He said something else, but I didn’t make it out before I clicked the phone off and placed it in the charging base on the table beside me.
I pulled my laptop from the coffee table, crossed my legs, and placed it on top of them. After each call session, the company I worked for—Hot Young Women, Inc.—required all of its operators to access a private operators’ log board to share information about our callers, what they liked, what they requested, and how long the calls last. This helps others who may get calls from the same clients stick to what those clients enjoy. It’s also a good way to pinpoint the troublemakers who are looking for more than just a few minutes of noise to jerk off to.
I logged my information about Charlie Brown, noting that this time he had talked a lot more about his mother than usual. I online chatted with a few of the other operators who were calling it a night before logging off and plugging my laptop up to charge next to the phone.

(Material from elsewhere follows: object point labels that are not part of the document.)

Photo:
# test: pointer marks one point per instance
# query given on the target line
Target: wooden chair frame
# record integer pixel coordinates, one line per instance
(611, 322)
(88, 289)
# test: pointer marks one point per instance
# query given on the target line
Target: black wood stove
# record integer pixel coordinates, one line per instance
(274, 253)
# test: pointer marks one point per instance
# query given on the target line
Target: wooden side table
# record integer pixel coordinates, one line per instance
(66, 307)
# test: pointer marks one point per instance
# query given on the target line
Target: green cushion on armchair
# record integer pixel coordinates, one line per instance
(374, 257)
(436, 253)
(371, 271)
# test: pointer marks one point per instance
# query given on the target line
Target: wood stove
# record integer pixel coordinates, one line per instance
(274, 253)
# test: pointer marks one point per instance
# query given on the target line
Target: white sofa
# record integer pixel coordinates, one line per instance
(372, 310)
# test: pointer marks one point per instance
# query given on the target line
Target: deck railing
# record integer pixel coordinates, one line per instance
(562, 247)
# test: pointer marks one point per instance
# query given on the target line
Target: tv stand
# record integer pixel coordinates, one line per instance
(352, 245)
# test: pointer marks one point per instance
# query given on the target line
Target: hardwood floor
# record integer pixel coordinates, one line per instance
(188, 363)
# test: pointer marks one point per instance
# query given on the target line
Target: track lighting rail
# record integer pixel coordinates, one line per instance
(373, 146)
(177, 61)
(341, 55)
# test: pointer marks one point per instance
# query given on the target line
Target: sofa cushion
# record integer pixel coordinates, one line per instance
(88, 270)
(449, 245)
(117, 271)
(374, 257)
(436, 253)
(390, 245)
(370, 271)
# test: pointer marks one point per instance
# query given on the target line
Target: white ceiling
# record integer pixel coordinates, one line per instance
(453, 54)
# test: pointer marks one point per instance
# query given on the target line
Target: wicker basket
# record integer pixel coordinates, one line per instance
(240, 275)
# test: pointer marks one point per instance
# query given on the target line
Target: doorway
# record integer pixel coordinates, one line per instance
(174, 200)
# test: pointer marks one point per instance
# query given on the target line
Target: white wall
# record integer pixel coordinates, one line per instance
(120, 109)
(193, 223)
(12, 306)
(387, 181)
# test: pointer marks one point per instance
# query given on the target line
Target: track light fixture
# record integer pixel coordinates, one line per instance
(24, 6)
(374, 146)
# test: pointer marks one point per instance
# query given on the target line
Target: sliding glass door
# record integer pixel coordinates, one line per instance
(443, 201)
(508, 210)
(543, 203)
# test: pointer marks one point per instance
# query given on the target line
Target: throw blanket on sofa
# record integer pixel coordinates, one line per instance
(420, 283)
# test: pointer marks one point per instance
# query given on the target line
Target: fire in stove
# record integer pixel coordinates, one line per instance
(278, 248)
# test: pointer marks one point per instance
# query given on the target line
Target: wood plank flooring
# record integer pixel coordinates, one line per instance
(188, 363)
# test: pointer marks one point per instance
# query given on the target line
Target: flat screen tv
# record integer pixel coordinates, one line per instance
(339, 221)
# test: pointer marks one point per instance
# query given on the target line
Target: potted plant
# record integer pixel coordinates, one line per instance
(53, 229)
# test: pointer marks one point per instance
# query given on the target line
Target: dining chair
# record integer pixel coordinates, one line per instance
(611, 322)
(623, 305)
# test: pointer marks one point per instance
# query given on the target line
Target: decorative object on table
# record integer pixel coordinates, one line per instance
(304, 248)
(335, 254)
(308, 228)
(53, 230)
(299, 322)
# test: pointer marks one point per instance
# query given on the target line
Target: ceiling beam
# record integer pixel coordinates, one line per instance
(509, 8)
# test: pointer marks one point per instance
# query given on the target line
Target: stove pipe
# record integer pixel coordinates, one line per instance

It was a quarter after three in the morning, but with the hours I keep, this was the middle of the day for me. I made a sandwich and grabbed a grape soda from the fridge. I had just placed the can on the table next to my plate when there was a loud, aggressive knock at the door that had me jumping out of my skin and glancing around the apartment, fully expecting cloaked invaders to crash through the floor-to-ceiling windows on the east-facing wall.
Abandoning the idea of assassins attacking me, I made my way to the door and peered through the tiny peephole. “Shit.” Him again? He was always causing me trouble, no matter how we left things the last time we parted.
He banged again, harder this time, bouncing the door on its hinges. I pulled away before I was dealing with an eye injury, as well as the annoying visitor.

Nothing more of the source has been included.